I'm really annoyed right now at (surprise!) BYU.
There was supposed to be a "discussion" on gay marriage on campus this morning. The BYU Democrats (yes, they do exist) and BYU Republicans were going to "discuss" gay marriage (because obviously there is no room for debate on the issue, because a bunch of old, cranky, white men say so). I was excited to attend because this is the first time anything like this has happened here. Two of my friends were even going to be on the panel as pro-gay marriage advocates.
But, of course, in typical BYU fashion, the whole thing has been caught up in bureaucratic red tape.

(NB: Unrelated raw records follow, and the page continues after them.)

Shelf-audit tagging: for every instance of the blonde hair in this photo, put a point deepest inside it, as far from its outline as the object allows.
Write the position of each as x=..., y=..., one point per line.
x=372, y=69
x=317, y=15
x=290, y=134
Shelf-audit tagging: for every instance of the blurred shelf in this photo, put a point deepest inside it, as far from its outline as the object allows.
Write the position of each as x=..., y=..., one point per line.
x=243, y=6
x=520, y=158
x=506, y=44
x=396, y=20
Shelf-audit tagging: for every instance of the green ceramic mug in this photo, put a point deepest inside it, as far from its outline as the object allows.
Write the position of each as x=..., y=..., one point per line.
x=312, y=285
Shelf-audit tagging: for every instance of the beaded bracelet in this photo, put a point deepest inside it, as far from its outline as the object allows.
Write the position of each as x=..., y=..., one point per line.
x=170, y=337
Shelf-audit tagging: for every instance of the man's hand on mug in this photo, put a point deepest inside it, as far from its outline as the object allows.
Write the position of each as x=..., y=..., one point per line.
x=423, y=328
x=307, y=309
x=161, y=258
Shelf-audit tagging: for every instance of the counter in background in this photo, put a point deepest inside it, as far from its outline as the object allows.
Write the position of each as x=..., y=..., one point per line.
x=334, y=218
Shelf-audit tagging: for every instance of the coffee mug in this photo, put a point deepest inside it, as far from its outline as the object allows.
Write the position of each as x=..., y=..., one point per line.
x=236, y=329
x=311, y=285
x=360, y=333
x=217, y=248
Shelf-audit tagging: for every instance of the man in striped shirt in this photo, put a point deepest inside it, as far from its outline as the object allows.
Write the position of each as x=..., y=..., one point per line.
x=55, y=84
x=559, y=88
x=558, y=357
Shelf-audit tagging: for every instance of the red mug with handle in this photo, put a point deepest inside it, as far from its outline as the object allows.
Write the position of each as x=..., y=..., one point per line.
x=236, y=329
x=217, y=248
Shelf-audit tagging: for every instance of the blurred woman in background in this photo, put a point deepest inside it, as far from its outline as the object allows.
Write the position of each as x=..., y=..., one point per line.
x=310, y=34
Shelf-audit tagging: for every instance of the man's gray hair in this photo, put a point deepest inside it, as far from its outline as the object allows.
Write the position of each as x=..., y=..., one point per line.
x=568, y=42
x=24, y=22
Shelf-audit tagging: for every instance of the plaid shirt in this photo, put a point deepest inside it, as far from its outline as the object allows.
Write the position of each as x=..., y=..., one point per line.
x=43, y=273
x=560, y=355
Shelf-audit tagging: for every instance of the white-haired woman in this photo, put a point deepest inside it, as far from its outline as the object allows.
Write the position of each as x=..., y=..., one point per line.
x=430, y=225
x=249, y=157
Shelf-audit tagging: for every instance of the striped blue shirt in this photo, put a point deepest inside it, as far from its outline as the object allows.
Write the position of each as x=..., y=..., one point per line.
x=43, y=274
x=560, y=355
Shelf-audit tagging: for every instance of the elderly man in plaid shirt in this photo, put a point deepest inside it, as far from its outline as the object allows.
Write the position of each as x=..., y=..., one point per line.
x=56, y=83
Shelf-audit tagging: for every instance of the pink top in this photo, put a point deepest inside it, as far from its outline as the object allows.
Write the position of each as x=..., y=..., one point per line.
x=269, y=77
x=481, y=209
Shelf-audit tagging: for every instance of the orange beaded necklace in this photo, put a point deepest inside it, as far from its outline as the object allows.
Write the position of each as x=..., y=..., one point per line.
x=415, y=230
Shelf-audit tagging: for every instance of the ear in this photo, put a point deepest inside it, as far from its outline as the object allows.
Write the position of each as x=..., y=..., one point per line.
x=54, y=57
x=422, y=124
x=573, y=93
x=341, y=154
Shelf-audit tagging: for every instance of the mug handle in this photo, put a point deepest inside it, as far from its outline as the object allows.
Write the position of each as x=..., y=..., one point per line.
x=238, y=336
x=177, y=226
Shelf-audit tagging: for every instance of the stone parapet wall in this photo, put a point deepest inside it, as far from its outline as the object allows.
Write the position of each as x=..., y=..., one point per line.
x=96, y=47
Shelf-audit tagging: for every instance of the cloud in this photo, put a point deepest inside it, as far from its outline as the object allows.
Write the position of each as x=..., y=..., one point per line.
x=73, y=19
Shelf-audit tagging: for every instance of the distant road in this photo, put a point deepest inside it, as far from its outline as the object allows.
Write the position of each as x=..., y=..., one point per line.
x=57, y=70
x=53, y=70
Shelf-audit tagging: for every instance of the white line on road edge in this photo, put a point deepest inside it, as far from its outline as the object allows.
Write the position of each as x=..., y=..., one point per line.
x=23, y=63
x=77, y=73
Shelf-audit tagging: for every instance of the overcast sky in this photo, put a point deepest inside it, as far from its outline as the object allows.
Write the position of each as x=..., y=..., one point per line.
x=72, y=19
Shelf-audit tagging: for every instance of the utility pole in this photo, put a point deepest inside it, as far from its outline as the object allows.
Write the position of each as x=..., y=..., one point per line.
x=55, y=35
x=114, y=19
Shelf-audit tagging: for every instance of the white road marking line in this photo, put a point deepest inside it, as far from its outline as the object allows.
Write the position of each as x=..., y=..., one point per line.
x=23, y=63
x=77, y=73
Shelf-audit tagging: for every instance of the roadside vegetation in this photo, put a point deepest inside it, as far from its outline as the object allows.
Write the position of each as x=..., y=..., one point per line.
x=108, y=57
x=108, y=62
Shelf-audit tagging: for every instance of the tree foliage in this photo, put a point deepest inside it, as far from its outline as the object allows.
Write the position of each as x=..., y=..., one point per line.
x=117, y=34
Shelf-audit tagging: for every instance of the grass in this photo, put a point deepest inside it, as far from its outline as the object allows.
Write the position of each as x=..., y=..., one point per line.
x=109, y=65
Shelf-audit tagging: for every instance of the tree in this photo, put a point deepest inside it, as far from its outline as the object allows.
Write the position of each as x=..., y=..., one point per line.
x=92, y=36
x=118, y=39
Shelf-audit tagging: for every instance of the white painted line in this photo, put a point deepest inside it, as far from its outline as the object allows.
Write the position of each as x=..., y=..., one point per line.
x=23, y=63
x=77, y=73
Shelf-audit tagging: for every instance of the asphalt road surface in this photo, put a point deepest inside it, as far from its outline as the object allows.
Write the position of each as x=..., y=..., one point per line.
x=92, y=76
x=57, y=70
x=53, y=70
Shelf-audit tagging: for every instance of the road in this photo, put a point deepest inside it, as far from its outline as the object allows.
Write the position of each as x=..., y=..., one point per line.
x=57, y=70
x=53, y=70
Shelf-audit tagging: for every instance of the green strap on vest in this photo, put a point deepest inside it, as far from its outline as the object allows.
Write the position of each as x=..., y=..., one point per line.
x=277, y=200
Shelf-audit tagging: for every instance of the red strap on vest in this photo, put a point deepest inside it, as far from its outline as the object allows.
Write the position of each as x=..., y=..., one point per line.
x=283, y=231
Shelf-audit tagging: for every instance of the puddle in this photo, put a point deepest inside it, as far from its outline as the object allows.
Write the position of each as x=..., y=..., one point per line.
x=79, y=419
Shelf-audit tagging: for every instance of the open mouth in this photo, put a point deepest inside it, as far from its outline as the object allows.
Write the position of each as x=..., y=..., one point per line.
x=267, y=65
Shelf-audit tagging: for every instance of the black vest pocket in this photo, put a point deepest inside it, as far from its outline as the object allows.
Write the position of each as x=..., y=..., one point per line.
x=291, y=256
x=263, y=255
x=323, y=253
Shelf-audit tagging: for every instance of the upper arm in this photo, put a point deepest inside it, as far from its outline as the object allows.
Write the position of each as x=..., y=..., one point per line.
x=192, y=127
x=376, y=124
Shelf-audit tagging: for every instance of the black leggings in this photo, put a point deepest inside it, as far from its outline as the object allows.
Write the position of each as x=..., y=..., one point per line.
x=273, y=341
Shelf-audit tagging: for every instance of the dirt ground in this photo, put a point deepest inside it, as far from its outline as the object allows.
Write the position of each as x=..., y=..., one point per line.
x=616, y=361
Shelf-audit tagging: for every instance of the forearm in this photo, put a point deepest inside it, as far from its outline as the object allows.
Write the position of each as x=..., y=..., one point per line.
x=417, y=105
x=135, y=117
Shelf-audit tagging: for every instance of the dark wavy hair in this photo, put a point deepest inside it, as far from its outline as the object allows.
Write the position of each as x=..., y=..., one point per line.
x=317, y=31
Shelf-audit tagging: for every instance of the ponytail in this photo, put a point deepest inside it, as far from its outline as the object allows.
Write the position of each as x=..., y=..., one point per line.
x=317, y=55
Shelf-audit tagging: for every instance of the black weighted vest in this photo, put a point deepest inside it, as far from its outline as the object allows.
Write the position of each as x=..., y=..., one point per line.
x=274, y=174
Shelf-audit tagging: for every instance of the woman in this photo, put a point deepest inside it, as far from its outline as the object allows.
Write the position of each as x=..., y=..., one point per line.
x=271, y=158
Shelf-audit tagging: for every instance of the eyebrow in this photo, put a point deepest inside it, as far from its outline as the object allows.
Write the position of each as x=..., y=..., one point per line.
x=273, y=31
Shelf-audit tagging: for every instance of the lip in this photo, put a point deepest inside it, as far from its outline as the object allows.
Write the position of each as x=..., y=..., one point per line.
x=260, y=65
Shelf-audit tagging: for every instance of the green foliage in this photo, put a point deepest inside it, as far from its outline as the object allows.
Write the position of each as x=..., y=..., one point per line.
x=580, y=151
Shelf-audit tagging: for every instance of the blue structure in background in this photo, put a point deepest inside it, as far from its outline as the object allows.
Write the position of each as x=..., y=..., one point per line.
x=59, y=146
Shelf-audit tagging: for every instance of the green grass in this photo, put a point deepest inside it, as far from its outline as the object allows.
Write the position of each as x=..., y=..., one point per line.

First, they announce that the event has been "postponed until further notice." This can only mean that BYU won't allow the event to take place in its current form on campus.
Then, on the Facebook event page, they have since changed the name from "Panel Discussion: Homosexuality & Gay Marriage" to the vague and broad "Panel Discussion: Contemporary Issues." This was clearly done in order to appease BYU (cause here, homosexuality and gay marriage are like naughty, four-letter words).
Finally, the group announces that, in order to attend, you MUST be a member of either BYU Democrats or BYU Republicans. I don't know why this annoyed me so much. Maybe because it excludes me from attending, as I am not a member of either group.
This is why BYU annoys me so much. They don't allow anything to happen on campus, unless it fits within their model of a "perfect" school. This happens every year during BYUSA elections. The candidates' platforms have to be approved in advance by the administration. Then, during their tenure, they only do what the administration tells them to do. Sounds a bit autocratic, huh? That's BYU for you.
Heaven forbid that people have different views on life. In my opinion, there is no good argument against gay marriage. Most arguments that I've heard are from a religious standpoint. "It's against God's word." "The Bible condemns it." "Modern revelation blah blah blah." These arguments are no good. When you use these arguments, you are forcing your own religious views on other people, who probably do not believe the way you do. The LDS faith promotes the ability of ALL people to "worship how, where, or what they may" (Articles of Faith, v.11). When you tell someone that they cannot do something based on a religious tenet, you are forcing your own religious views on them, thereby removing their own ability to choose how to live their life.
Anyway, I'll get off my soapbox now.